Un ressortissant français accusé de viols sur mineurs a été condamné jeudi à deux ans de prison ferme par un tribunal de Marrakech, dans le sud du Maroc. Arrêté en novembre, «Jean-Luc G.», un homme d'une soixantaine d'années installé de longue date dans le royaume, faisait l'objet de plaintes d'au moins neuf enfants, qui affirment avoir subi des «actes sexuels» à son domicile en échange de modiques sommes d'argent.

Au terme d'une neuvième audience tenue à huis clos jeudi, le tribunal de première instance de Marrakech a prononcé une peine de deux ans de prison ferme, a indiqué un des avocats des plaignants, Me Abdelilah Techfine.

Il devra également verser 40.000 dirhams

L'accusé, condamné pour «détournement de mineurs», devra également verser 40.000 dirhams (environ 3.800 euros) de dommages et intérêts à l'Association marocaine des droits humains (AMDH, indépendant), qui s'était constituée partie civile et à verser un dirham symbolique au bénéfice d'autres associations.

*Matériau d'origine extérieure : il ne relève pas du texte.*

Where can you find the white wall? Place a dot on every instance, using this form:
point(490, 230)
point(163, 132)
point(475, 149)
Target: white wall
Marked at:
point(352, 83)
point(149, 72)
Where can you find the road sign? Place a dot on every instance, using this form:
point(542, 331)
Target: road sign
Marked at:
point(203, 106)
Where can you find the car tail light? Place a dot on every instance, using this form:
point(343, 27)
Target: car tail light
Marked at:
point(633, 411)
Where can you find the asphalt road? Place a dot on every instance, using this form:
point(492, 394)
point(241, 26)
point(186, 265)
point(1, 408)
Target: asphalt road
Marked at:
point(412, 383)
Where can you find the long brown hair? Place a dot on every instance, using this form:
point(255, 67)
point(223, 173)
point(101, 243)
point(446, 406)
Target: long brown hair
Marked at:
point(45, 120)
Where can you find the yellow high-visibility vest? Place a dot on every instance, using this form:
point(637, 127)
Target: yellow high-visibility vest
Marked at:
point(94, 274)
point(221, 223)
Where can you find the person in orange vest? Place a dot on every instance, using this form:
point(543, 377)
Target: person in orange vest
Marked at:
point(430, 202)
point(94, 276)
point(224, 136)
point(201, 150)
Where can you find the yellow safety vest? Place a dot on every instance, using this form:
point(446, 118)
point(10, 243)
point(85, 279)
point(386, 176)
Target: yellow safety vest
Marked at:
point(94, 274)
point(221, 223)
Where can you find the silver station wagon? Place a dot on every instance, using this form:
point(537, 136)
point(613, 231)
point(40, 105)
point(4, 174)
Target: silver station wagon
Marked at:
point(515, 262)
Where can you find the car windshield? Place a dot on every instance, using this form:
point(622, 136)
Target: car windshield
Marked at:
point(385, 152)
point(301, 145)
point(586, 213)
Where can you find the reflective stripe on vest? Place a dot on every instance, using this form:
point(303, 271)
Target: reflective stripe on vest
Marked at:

Me Techfine a toutefois fait part de son intention de faire appel, déplorant notamment le fait que ce procès se soit déroulé «devant un tribunal correctionnel et non une chambre criminelle».

«Ce jugement est satisfaisant dans la mesure où un pédophile est condamné», a pour sa part réagi un responsable de l'AMDH, Omar Arbib. Les dommages et intérêts au bénéfice de l'association «iront à la défense des droits des enfants», a-t-il poursuivi. Dans le cadre d'un autre procès, en parallèle à celui de Jean-Luc G., le père de deux des victimes va comparaître le 4 février en état de liberté pour «incitation à donner de faux témoignages», selon Omar Arbib.

Des pressions sur certains enfants

Ce parent est soupçonné «d'avoir fait pression sur ses fils pour qu'ils changent leur témoignage» incriminant le sexagénaire français, a poursuivi Omar Arbib.

Ce nouveau cas de pédophilie a suscité l'émoi dans un pays marqué par diverses affaires de pédophilie au cours des dernières années.